In one of the more headscratching hires of recent times, Google has hired 4chan’s founder Chris Poole. The man known online as “moot” will work on Google’s social media offerings, notably Google +.
At its most basic, 4chan is simply an image posting board with particularly relaxed rules on content and user identity, but it’s become influential — in online terms at least — through a combination of creating memes and spawning the Anonymous hacktivist movement.
Poole started the process of withdrawing from the site early last year and sold it in September. Some commentators believe he grew disillusioned after attempting to crack down on posts with leaked celebrity photographs and with the Gamergate row, both of which provoked a hostile response from site users who argued such crackdowns were against the spirit of the site.
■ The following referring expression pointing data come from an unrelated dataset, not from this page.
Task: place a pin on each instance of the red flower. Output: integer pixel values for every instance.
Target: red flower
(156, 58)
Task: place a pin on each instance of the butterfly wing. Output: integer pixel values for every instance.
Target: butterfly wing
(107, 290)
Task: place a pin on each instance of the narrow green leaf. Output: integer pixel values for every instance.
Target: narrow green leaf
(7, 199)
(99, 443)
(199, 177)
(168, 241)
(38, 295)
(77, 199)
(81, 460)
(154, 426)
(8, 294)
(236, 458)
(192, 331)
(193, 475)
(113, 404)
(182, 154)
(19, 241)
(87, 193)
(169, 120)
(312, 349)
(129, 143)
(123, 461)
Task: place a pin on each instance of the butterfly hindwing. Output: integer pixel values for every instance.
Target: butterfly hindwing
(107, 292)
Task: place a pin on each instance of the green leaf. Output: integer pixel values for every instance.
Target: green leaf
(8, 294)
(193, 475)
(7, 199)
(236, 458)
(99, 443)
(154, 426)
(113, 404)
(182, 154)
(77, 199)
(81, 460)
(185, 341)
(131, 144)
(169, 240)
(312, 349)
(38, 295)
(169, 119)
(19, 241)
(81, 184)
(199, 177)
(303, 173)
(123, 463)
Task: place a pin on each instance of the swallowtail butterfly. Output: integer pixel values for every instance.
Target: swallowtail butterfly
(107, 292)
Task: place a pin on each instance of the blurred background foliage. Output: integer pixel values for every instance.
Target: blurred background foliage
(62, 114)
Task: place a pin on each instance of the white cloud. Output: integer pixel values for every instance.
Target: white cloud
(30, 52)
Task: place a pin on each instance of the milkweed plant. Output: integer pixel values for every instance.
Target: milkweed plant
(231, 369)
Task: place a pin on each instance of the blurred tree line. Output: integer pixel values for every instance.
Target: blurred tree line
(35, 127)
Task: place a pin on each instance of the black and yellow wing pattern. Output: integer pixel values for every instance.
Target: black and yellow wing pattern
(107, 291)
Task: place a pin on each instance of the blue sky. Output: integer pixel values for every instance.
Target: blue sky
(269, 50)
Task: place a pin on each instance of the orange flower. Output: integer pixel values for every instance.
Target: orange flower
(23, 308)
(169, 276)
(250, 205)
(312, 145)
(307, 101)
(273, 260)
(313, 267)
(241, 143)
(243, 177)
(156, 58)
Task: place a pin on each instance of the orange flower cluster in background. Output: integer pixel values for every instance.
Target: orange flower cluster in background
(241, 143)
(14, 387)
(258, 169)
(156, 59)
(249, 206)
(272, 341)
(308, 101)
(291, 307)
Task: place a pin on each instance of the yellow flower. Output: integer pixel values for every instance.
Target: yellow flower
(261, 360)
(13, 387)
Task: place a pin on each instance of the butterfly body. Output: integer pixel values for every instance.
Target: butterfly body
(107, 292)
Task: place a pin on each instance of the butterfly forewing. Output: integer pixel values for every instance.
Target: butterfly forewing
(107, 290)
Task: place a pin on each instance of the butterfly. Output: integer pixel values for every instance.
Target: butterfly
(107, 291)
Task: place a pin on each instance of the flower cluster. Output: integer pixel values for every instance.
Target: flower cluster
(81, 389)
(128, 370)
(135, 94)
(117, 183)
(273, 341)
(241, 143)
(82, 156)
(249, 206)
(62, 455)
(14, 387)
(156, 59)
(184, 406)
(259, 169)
In a brief statement on his personal site, Poole noted that:
When meeting with current and former Googlers, I continually find myself drawn to their intelligence, passion, and enthusiasm — as well as a universal desire to share it with others. I’m also impressed by Google’s commitment to enabling these same talented people to tackle some of the world’s most interesting and important problems.
I can’t wait to contribute my own experience from a dozen years of building online communities, and to begin the next chapter of my career at such an incredible company.
There’s no official word on what Poole will do at Google, though the company’s ” Chief Architect of Ambient Computing” Yonatan Zunger commented on the hire and tried to put the emphasis on Poole’s ideas and technical creativity in developing 4chan rather than the way it was used:
Poole is by no means a troll or a troll-curator, and I actually think that with the rather different crowd of people who hang out here on G+, he’s going to make something really exciting…
Judging by Zunger’s comments, anyone hoping for Google + to win an audience through offensive and controversial images may be out of luck:
And fear not: we aren’t about to become a den of infamy. This isn’t that kind of place, and we don’t intend for it to be.